The outcome of this vote broadcasts a change in the way Carleton students have chosen to tackle the issues that MPIRG represents. This is a positive move for the college. The environmental and social justice issues that MPIRG stands for will not cease to be important to the students of our campus. Carleton students have impacted local, state and national issues, both under broader organizations and under initiative entirely independent of any outside support. It is entirely possible that without the structure and support of MPIRG, Carleton students will become better acquainted with the issues.
Those who worry that the failure of the MPIRG referendum will diminish their activism should see this as a challenge.

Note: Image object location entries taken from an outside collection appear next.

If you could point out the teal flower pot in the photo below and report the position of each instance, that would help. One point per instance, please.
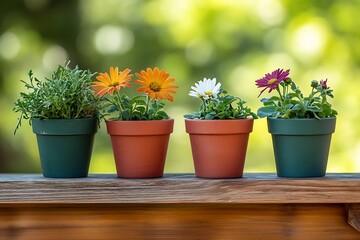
(65, 146)
(301, 146)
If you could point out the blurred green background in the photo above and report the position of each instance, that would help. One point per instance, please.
(235, 41)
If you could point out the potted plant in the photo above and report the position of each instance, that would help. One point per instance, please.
(219, 131)
(63, 112)
(138, 126)
(301, 126)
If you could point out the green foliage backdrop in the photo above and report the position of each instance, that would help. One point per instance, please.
(235, 41)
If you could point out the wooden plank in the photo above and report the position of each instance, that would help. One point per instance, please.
(353, 215)
(175, 221)
(179, 188)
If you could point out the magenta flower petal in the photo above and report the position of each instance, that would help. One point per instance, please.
(271, 80)
(323, 83)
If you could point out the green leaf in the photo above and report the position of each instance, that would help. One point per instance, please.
(266, 111)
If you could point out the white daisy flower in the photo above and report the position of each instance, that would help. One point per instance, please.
(207, 88)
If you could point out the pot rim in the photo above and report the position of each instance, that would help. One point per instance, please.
(228, 126)
(133, 127)
(301, 126)
(73, 126)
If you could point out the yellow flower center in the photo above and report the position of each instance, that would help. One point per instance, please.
(271, 81)
(114, 84)
(155, 87)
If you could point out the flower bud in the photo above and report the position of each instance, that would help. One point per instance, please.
(314, 83)
(288, 80)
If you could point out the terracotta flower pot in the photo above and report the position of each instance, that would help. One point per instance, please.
(219, 146)
(140, 147)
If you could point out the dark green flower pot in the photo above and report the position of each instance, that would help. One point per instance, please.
(301, 146)
(65, 146)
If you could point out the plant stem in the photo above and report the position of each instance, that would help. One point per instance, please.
(147, 104)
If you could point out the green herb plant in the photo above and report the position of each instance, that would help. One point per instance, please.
(67, 94)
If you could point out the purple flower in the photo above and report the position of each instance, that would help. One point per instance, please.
(323, 84)
(272, 80)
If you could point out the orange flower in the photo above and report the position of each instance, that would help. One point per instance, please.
(113, 82)
(156, 84)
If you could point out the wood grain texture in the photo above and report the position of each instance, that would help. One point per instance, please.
(180, 188)
(175, 221)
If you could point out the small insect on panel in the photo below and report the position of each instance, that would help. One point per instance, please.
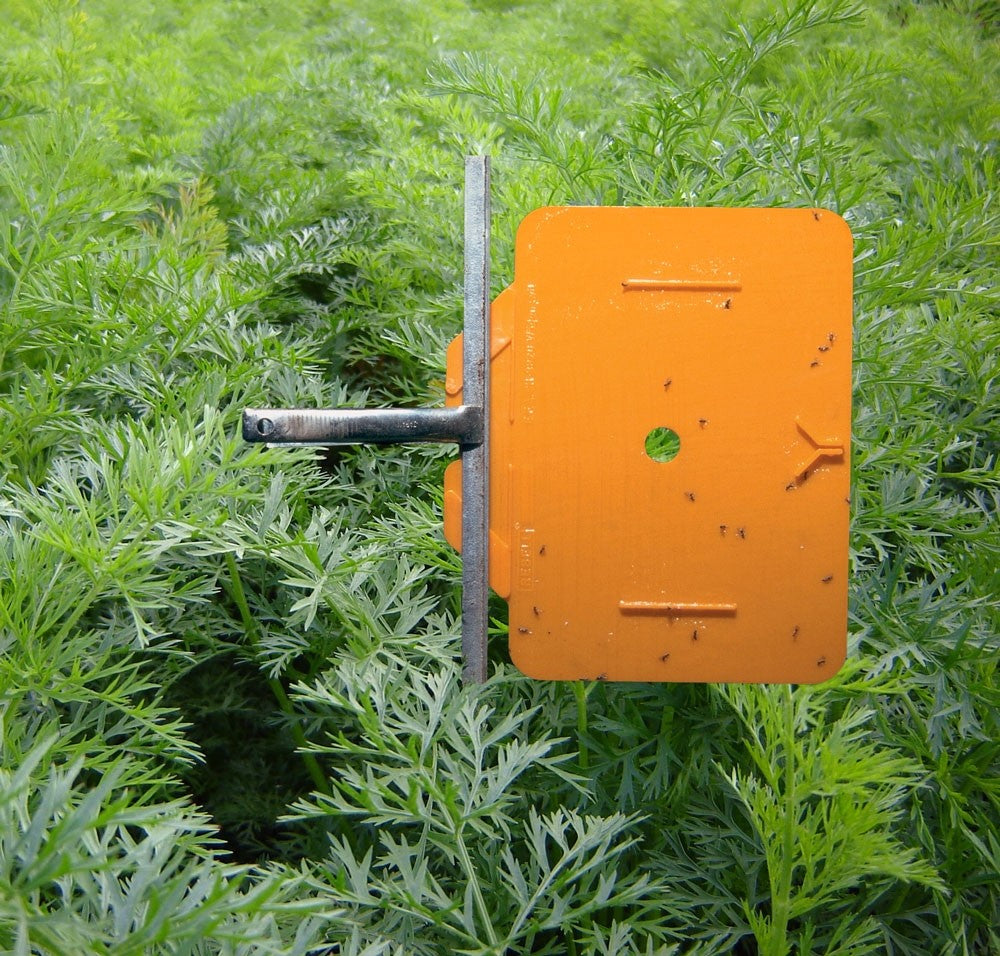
(676, 435)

Carleton students must rally to create an organizational structure that incorporates the purposes of MPIRG but is shaped around the needs and principles of the college. If and when Carleton students decide to financially support MPIRG in the future, there will a foundation in place for a productive and supportive relationship.
Regardless of the outcome of the referendum, the sheer number of votes that were cast on the issue is noteworthy. Of the 1223 students that voted in this CSA election, the MPIRG issues received the most votes, hundreds more than any single candidate or any of the other two issues on the ballot. Perhaps this is because a Carl couldn’t leave their dorm room without seeing three separate posters (one yes, one no, and one urging us to skip voting entirely) or stepping on pink chalk bubble letters urging YES (or yes to dinosaurs).
No matter what the cause, it is exciting that so many students were compelled to vote, especially in light of the apathy that Carleton students have shown in past elections. Last year, only 754 students participated in the spring CSA elections. Many senate positions usually go uncontested, a trend that continued this year, with winning candidates often receiving less than a third of the votes of the entire student body. The level of dialogue and campaigning that the MPIRG referendum created is an exciting development that will hopefully continue in future elections.